The fight was extremely one-sided as the DM dice were cold and the PCs hit with every attack. The PCs sustained minimal damage by the time they destroyed the four attackers. With no other dangers present they searched the water and found coin, jewelry and a Dagger +1.
Now that the party had defeated all possible monsters in the temple they systematically searched everywhere for another exit. After two hours they’d still found nothing. By then the water had begun to spill into the rest of the temple. The entire area would be submerged in mere hours.
They rechecked the water pool searching for any kind of drain or other way the water could escape. They found nothing. They even checked the pit traps looking for secret passages. Nothing.
They decided to ask the temple’s only intelligent inhabitant, the Gelatinous Cube. It confirmed that there was no other ways out. The Wizard cast Detect Thoughts to confirm the Gelatinous Cube’s honesty.
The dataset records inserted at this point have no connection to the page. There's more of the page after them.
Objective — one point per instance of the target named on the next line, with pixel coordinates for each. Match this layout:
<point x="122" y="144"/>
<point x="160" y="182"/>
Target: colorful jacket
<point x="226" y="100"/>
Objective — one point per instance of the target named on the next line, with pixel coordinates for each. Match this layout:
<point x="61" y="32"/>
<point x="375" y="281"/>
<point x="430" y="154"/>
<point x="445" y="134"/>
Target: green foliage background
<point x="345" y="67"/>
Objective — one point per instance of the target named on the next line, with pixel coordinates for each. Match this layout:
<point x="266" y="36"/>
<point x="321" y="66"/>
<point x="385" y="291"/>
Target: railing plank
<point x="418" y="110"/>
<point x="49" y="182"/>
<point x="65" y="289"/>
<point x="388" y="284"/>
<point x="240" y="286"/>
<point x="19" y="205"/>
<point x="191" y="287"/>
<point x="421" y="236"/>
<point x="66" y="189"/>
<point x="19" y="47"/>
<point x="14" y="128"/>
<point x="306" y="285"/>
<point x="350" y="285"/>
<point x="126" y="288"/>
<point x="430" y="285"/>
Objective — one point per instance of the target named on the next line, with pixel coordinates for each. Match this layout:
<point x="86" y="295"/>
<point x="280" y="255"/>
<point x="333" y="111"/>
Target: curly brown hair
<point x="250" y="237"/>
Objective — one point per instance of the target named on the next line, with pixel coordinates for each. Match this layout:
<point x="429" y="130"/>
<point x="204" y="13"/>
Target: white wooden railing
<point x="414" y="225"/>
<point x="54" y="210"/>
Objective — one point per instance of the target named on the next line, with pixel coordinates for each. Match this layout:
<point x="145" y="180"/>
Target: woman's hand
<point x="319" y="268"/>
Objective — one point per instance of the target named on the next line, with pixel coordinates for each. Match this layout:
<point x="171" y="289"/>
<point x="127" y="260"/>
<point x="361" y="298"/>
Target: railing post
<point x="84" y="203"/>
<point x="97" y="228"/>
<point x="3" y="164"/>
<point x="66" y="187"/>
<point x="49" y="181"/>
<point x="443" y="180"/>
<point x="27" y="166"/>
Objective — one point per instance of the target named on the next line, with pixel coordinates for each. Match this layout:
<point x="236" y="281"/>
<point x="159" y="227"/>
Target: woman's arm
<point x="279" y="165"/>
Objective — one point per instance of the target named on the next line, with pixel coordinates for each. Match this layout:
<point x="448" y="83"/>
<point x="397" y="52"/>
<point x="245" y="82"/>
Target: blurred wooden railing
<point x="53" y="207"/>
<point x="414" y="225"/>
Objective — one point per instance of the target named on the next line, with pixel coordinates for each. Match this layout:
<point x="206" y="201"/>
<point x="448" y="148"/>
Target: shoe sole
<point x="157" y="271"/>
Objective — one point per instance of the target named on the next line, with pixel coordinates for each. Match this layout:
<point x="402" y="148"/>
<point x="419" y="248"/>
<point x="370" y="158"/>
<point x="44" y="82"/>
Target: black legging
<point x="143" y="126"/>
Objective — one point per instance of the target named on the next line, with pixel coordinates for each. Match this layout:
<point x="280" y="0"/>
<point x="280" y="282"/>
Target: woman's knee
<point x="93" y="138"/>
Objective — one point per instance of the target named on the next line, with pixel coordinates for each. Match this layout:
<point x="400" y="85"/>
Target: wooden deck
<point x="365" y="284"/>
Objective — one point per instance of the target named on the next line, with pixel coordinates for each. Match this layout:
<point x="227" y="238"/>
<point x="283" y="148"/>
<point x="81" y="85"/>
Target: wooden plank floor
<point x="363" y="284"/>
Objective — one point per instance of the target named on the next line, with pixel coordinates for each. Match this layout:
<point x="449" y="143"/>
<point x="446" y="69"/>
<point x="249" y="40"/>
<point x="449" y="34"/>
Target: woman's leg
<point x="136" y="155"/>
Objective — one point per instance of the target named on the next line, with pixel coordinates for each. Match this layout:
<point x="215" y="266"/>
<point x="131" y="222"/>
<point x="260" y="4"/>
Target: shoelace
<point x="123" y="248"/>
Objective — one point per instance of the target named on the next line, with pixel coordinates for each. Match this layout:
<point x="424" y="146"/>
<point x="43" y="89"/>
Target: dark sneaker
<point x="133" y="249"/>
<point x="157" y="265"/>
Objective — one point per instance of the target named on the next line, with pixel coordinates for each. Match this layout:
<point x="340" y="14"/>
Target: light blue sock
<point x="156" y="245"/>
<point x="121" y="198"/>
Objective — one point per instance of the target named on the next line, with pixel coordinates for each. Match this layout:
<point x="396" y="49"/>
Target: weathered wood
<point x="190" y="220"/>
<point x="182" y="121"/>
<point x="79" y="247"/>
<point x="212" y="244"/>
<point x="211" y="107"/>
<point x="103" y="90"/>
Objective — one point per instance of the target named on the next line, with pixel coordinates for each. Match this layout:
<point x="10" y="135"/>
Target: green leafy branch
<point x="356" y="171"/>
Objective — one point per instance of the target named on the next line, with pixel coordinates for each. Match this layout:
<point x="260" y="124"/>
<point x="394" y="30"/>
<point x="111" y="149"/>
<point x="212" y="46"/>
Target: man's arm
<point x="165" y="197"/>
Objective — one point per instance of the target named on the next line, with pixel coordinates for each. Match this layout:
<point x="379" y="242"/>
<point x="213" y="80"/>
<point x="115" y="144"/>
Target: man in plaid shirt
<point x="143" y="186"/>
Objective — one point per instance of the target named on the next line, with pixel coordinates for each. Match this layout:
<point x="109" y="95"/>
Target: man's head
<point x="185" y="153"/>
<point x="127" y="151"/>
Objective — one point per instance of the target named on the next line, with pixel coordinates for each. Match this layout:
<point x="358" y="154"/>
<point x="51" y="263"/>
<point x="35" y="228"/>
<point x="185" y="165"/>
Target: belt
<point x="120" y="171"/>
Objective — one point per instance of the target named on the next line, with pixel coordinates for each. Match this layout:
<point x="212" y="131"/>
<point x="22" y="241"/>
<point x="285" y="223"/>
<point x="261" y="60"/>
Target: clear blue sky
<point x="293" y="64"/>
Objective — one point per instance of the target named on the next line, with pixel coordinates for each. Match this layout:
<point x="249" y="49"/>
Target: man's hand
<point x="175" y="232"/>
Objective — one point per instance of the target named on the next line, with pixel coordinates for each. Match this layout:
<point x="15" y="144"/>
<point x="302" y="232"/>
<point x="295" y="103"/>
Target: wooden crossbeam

The Druid finally suggested they try to get out the way the water was coming in, through the ceiling. To do that they needed to wait for the chamber to fill with water completely. The Druid transformed into an octopus so he could grab anyone who couldn’t hold their breath long enough or swim fast enough to escape. Eventually the party swam upward and 30ft up they broke the surface and found their exit. Everyone made it out alive.
To be continued.
It was nice to have a full table with all my regulars after being short some people for the past few weeks. The challenge was keeping everyone engaged. I’m finding that the NPCs can be a useful source of information and I can use them to guide the party, but it makes combat encounters more difficult. I don’t want the NPCs to actively participate, but it doesn’t make sense that they’d just stand on the sidelines and do nothing. I’ve toyed with giving each payer an NPC to use during combat, but they seem to have enough trouble getting to know their own character I think this would just slow things down even more. Another challenge of having all the NPCs participate is that they should earn equal shares of the XP. To avoid any of that I just say they’re hanging back and they get no XP or treasure. It doesn’t make sense in the context of the story but it makes things easier in the context of the game.
This week we did one of the four mini side trek dungeons. Groups planning to run the full adventure from the hardcover book will see these encounters as they journey from place to place. Groups just playing the free PDF adventure are expected to do all four of these before reaching Sloobludop. The Ooze Temple was a good one to begin with because the party could find up to two magic items. In this case they only found one. I liked that finding the exit required some puzzle solving which the six players did finally manage to do without help.
A couple of my players have been playing their characters like jerks. It’s borderline disruptive but so far I’ve been allowing it. However, this week the disruptive and impulsive actions resulted in the loss of magical treasure that the party could have used and the loss of a potentially powerful ally. I think I’ll let the players know that if they can’t be better team players in game that they’ll have to leave the group. I hate to force people to play their characters a certain way but when one player’s actions have a negative effect on everyone else’s good time things need to change.
Has your group done the Ooze Temple? How did your experience differ from that of my group? Did the intelligent Ooze join your party? Did your players figure out how to escape the dungeon or did they need help? How many other parties are headed to Gracklstugh?